TPA3250 somebody is listening?

Yes, that was the FX502 thingy.

Bottom line: Excellent value for money! Very good sound quality on low-mid-and a little bit loud levels. My wife also (completely unprovoked) commented on an apparent upgrade in sonic qualities, though she has a problem expressing the specific differences compared to some quite good TPA3116's, when prodded further she said "it's just better". I assume a big part of it is lower noise floor, but it seems to be just a little bit better in every way, bass is more defined, mids sound pretty good, treble is pretty good. Though I have heard better in a completely different price league. It compares favorably to some low priced but decent quality, new off the shelf class ab amps with good specs.
If you want/need more power go for the TPA3255 instead.
 
Yes, that was the FX502 thingy.

Bottom line: Excellent value for money! Very good sound quality on low-mid-and a little bit loud levels. My wife also (completely unprovoked) commented on an apparent upgrade in sonic qualities, though she has a problem expressing the specific differences compared to some quite good TPA3116's, when prodded further she said "it's just better". I assume a big part of it is lower noise floor, but it seems to be just a little bit better in every way, bass is more defined, mids sound pretty good, treble is pretty good. Though I have heard better in a completely different price league. It compares favorably to some low priced but decent quality, new off the shelf class ab amps with good specs.
If you want/need more power go for the TPA3255 instead.

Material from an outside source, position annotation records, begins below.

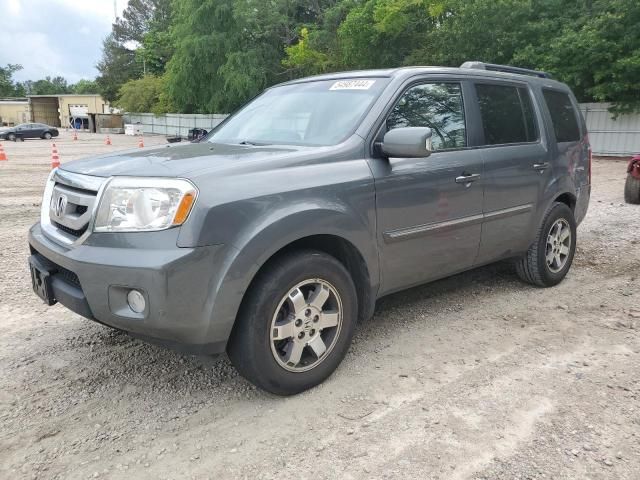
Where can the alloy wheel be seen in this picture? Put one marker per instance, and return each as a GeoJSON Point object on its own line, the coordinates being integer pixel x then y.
{"type": "Point", "coordinates": [558, 245]}
{"type": "Point", "coordinates": [306, 325]}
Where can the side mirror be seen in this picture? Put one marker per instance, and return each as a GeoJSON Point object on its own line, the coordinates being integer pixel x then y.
{"type": "Point", "coordinates": [407, 142]}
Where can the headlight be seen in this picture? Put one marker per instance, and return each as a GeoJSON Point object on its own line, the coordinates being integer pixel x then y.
{"type": "Point", "coordinates": [131, 204]}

Actually, am not needing more power, but only have use of 1 channel of TPA3250 (FX502S Pro)
- So if can config to PBTL - it would be ideal.
- OR keep to existing BTL, any danger/risk if leave the unused channel audio input shorted, audio output not connected?
 
TPA3250 is from the top-of-the-range series. As I would expect from what I see in the advertisement, cooling may be a problem. A rather small heatsink enclosed in a small cabinet without vents - technically not optimal. There is this general perception that class D amplifiers do not have cooling issues. This is not true, they are just less than for class AB amplifiers.

....

Yes i can agree on this. i looked for a lot of commercial amps to get some nice deal...but i always stopped because of housing and thermal issues..... for me.

so a good amp board 30 - 60 Euro - housing 40 -100 euro...PSU 40-100$
this offer cost about 68 $...with delivery and tax about 100euro ..............for me
thats the reason why i am looking for old defect amps to get PSU and housing...not nice ...but...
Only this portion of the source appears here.